Habertürk yazarı Serdar Ali Çelikler, "Futbol Piyasası Denetleme Kurulu (FPDK) geliyor" başlığıyla yayımlanan yazısında "Biz spor yazarlarının, genelde köşe yazarlarının gurur duyacağı anlar vardır. Bu anlar çok fazla olmaz. Habercilik dışında işimizin iki yönü vardır. Birincisi olanı, olmuşu kritik etmek ve 'şöyle olsaydı daha iyi olurdu' demek. İkincisi ise fikir vermek, bir takım önerilerle bulunduğumuz habitata katkıda bulunmak" dedi.
"Genellikle işimizin ilk kısmı akıllarda kalır ve 'hep sallıyorsunuz.. yapın da görelim' gibi sığ karşı eleştiriler alırız. Ancak benim gibilerinin hayatta gurur duyacağı anlar da vardır. Bu anlar, önerdiğiniz, ısrarla üstünde durduğunuz bir fikrin kabul görmesi ve yetki makamındakilerin bu fikri hayata geçirmesidir" ifadesini kullanan Çelikler, "Efendim, 2010 yılındaki büyük ihalenin (değeri 200 milyon dolardan 400 milyon dolara çıkan yayın ihalesi) ertesi gününden itibaren 'Futbol Piyasası Denetleme ve Düzenleme Kurulu kurulmalı.. Kulüplerin bu büyük bütçeleri yönetme kabiliyeti yok. Bu kadar büyük endüstri olup da denetleme kurulu olmayan 2 iş kolundan biri futbol (diğeri ticari taksi piyasası) Böyle olmaz' diyen bendenizin fikriyatı kabul gördü" diye yazdı.Çelikler, şöyle devam etti:
— Nihayet ismi bu olsa da olmasa da futbol piyasasını denetleyecek, kulüplere borçlanmadan evvel, mali yapılarına göre hareket izni sağlayacak yasal bir kurum oluşturuluyor. Kulüpler Birliği, Bankalar Birliği ve TFF'nin "detaylarını daha sonra açıklayacağız" dedikleri ortak çalışmasının sonunda, devletin tüm kademelerince onaylanmış ve desteklenmiş bu proje iki başlı ilerleyecek. İlkinde kulüplerin mevcut borçlarının uzun vadeye yayılmış geniş bir kredi ağı ile temizlenmesi ve bu borç ödenme garantisinin TFF tarafından verilmesi gibi bir durum söz konusu.

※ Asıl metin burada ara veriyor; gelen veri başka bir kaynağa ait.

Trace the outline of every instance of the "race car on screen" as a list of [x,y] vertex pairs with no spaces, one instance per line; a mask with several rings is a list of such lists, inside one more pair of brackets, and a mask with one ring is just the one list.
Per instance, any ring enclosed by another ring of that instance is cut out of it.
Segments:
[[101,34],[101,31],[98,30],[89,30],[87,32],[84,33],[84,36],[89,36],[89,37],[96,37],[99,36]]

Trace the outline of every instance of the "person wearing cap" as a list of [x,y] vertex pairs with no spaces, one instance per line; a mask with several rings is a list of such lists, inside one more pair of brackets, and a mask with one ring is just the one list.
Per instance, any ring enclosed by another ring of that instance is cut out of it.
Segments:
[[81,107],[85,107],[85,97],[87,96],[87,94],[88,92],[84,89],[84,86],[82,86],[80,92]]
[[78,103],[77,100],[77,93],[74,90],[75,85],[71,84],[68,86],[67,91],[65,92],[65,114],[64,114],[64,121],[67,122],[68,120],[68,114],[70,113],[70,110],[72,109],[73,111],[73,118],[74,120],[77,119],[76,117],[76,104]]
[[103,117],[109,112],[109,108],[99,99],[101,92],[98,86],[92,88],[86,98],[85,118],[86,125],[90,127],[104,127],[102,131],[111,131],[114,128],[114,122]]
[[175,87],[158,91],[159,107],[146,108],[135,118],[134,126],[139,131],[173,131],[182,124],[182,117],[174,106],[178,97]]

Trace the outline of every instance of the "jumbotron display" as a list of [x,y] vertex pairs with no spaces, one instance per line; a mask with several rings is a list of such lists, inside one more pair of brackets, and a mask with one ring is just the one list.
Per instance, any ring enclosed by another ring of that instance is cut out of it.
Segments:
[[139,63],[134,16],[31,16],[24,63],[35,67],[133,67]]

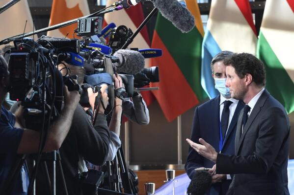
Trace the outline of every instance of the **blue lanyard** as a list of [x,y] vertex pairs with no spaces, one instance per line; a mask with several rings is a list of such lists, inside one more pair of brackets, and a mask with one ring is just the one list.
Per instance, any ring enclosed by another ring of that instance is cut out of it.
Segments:
[[219,152],[221,152],[222,150],[222,147],[223,146],[223,141],[224,140],[222,140],[222,136],[221,132],[221,127],[220,126],[220,121],[219,121]]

- İkincisi ise bildiğimiz denetleme kurulu. Adı her ne olacaksa tam 9 yıl evvel benim ortaya attığım fikrin geliştirilmiş hali. Kulüpler bugüne değin ve halen "Oyunculara para saçıp borçlandıktan sonra nasıl ödeyeceğini planlama" şeklinde çalışıyor. Oysa bu kurul hayata geçirildikten sonra baştan, "Senin mali yapın bu transfere izin vermez.." demeyi ve daha baştan karşılıksız borçlanmayı engellemeye yönelik olacak. Öncelikle her iki fikrin de hayata geçirilmesi dolayısıyla katkısı olan kimler varsa tek tek teşekkür ve tebrik ederim.
- Ardından da eklemeyi yapmak boynumun borcu. Burası Türkiye.. Aman sakın bu işi tavsatmayın. 2001 finans krizi sonrası kurulan Bankacılık Düzenleme ve Denetleme Kurulu (BDDK) nasıl sıkı uygulandıysa (her ne kadar günümüzde bir kaç banka ile ilgili tavsamalar olsa da) bu işi de baştan sıkı tutmak ve denetimci mekanizmayı kuvvetli kurmak önemli.. Bu kurul, ve yasa kadük çıkacağına hiç çıkmasın. Bu konuda da gerekli uyarıyı yapayım. Detaylar açıklandıkça konu hakkındaki fikirlerimiz yansıtmaya devam ederiz.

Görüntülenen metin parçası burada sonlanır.